Kafka 官方对于自身的 LAG 监控并没有太好的方法,虽然Kafka broker 自带有 kafka-topic.sh, kafka-consumer-groups.sh, kafka-console-consumer.sh 等脚本,但是对于大规模的生产集群上,使用脚本采集是非常不可靠的。
LinkedIn 公司的数据基础设施Streaming SRE团队正在积极开发Burrow,该软件由Go语言编写,在Apache许可证下发布,并托管在 GitHub Burrow 上。
这些信息被分解成每个分区的状态,然后转化为Consumer的单一状态。消费状态可以是OK,或处于WARNING状态(Consumer正在工作但消息消费落后),或处于ERROR状态(Consumer已停止消费或离线)。此状态可通过简单的HTTP请求发送至Burrow获取状态,也可以通过Burrow 定期检查并使用通知其通过电子邮件或单独的HTTP endpoint接口(例如监视或通知系统)发送出去。
Burrow能够监控Consumer消费消息的延迟,从而监控应用的健康状况,并且可以同时监控多个Kafka集群。用于获取关于Kafka集群和消费者的信息的HTTP上报服务与滞后状态分开,对于在无法运行Java Kafka客户端时有助于管理Kafka集群的应用程序非常有用。
Burrow 是基于 Go 语言开发,当前 Burrow 的 v1.1 版本已经release。
Burrow 也提供用于 docker 镜像。
Burrow_1.2.2_checksums.txt 297 Bytes
Burrow_1.2.2_darwin_amd64.tar.gz 4.25 MB
Burrow_1.1.0_linux_amd64.tar.gz 3.22 MB (CentOS 6)
Burrow_1.2.2_linux_amd64.tar.gz 4.31 MB (CentOS 7 Require GLIBC >= 2.14)

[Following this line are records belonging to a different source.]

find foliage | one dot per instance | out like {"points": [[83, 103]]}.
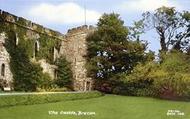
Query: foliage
{"points": [[35, 98], [64, 73], [171, 26], [170, 79], [109, 50]]}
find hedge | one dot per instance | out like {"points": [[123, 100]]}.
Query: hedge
{"points": [[40, 98]]}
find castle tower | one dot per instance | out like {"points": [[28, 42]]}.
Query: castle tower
{"points": [[74, 48]]}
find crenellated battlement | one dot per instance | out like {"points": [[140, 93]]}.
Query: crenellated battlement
{"points": [[84, 28], [22, 22]]}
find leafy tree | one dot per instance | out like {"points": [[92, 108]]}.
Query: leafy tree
{"points": [[173, 27], [64, 73], [110, 51]]}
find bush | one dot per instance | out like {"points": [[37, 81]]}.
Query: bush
{"points": [[170, 79], [40, 98], [64, 73]]}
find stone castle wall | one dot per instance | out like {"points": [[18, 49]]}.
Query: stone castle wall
{"points": [[73, 47]]}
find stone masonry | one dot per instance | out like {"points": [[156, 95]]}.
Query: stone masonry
{"points": [[73, 47]]}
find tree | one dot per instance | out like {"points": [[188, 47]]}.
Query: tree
{"points": [[109, 50], [173, 27], [64, 73]]}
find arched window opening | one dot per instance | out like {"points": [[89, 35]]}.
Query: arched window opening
{"points": [[3, 70]]}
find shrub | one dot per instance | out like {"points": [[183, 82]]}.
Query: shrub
{"points": [[64, 73], [170, 79]]}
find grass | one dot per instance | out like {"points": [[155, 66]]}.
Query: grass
{"points": [[105, 107]]}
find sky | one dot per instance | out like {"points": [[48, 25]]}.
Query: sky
{"points": [[61, 15]]}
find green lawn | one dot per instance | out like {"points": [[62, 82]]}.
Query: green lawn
{"points": [[105, 107]]}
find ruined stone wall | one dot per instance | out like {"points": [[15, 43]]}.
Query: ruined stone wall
{"points": [[31, 34], [72, 45], [6, 75]]}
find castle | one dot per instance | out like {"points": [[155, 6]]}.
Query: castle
{"points": [[72, 45]]}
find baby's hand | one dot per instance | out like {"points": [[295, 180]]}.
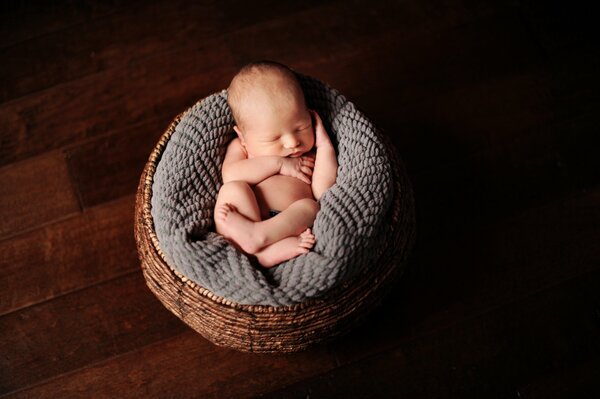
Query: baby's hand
{"points": [[321, 137], [300, 168]]}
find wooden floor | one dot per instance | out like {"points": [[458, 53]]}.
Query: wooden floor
{"points": [[493, 105]]}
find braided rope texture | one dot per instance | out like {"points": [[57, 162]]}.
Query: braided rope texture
{"points": [[351, 227]]}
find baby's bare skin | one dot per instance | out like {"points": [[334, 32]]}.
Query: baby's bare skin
{"points": [[282, 160]]}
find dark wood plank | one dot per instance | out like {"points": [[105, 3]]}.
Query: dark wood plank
{"points": [[348, 29], [491, 274], [185, 367], [488, 356], [91, 166], [580, 381], [91, 247], [454, 276], [111, 100], [21, 21], [547, 162], [80, 329], [35, 192], [135, 32], [129, 95], [110, 166]]}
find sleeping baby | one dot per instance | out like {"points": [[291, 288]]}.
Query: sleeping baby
{"points": [[277, 168]]}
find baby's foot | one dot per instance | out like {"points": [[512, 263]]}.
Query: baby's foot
{"points": [[285, 249], [306, 241], [238, 228]]}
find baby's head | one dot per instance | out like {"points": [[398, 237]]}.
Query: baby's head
{"points": [[270, 112]]}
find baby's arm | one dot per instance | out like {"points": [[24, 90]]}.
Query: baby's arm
{"points": [[237, 166], [325, 171]]}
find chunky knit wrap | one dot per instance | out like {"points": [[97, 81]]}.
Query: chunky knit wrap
{"points": [[351, 227]]}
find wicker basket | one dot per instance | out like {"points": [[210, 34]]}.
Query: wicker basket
{"points": [[258, 328]]}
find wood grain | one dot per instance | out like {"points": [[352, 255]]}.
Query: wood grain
{"points": [[80, 329], [551, 330], [85, 249], [185, 367], [133, 33], [35, 192]]}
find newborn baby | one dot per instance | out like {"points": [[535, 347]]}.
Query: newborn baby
{"points": [[274, 172]]}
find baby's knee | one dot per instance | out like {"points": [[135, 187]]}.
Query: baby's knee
{"points": [[235, 188], [309, 205]]}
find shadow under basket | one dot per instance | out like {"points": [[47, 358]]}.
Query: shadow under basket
{"points": [[260, 328]]}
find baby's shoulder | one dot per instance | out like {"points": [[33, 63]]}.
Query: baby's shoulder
{"points": [[236, 149]]}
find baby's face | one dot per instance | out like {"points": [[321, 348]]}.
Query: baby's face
{"points": [[275, 127]]}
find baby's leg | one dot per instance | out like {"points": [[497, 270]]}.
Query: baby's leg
{"points": [[285, 249], [253, 235], [235, 200]]}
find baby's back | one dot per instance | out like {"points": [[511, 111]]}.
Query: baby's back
{"points": [[278, 192]]}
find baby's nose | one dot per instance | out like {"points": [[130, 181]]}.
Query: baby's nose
{"points": [[290, 141]]}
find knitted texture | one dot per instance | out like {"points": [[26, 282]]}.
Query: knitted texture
{"points": [[350, 228]]}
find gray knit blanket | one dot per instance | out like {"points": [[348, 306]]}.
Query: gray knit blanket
{"points": [[351, 227]]}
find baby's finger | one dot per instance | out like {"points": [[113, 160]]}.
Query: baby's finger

Burrow_1.2.2_windows_amd64.tar.gz 4 MB
Burrow 是无本地状态存储的,CPU密集型,网络IO密集型应用。
- # wget https://github.com/linkedin/Burrow/releases/download/v1.1.0/Burrow_1.1.0_linux_amd64.tar.gz
- # mkdir burrow
- # tar -xf Burrow_1.1.0_linux_amd64.tar.gz -C burrow
- # cp burrow/burrow /usr/bin/
- # mkdir /etc/burrow
- # cp burrow/config/* /etc/burrow/
- # chkconfig --add burrow
- # /etc/init.d/burrow start
- [general]
- pidfile="/var/run/burrow.pid"
- stdout-logfile="/var/log/burrow.log"
- access-control-allow-origin="mysite.example.com"
- [logging]
- filename="/var/log/burrow.log"
- level="info"
- maxsize=512
- maxbackups=30
- maxage=10
- use-localtime=true
- use-compression=true
- [zookeeper]
- servers=[ "test1.localhost:2181","test2.localhost:2181" ]
- timeout=6
- root-path="/burrow"
- [client-profile.prod]
- client-id="burrow-lagchecker"
- kafka-version="0.10.0"
- [cluster.production]
- class-name="kafka"
- servers=[ "test1.localhost:9092","test2.localhost:9092" ]
- client-profile="prod"
- topic-refresh=180
- offset-refresh=30
- [consumer.production_kafka]
- class-name="kafka"
- cluster="production"
- servers=[ "test1.localhost:9092","test2.localhost:9092" ]
- client-profile="prod"
- start-latest=false
- group-blacklist="^(console-consumer-|python-kafka-consumer-|quick-|test).*$"
- group-whitelist=""
- [consumer.production_consumer_zk]
- class-name="kafka_zk"
- cluster="production"
- servers=[ "test1.localhost:2181","test2.localhost:2181" ]
- #zookeeper-path="/"
- # If specified, this is the root of the Kafka cluster metadata in the Zookeeper ensemble. If not specified, the root path is used.
- zookeeper-timeout=30
- group-blacklist="^(console-consumer-|python-kafka-consumer-|quick-|test).*$"
- group-whitelist=""
- [httpserver.default]
- address=":8000"
- [storage.default]
- class-name="inmemory"
- workers=20
- intervals=15
- expire-group=604800
- min-distance=1
- #[notifier.default]
- #class-name="http"
- #url-open=""
- #interval=60
- #timeout=5
- #keepalive=30
- #extras={ api_key="REDACTED", app="burrow", tier="STG", fabric="mydc" }
- #template-open="/etc/burrow/default-http-post.tmpl"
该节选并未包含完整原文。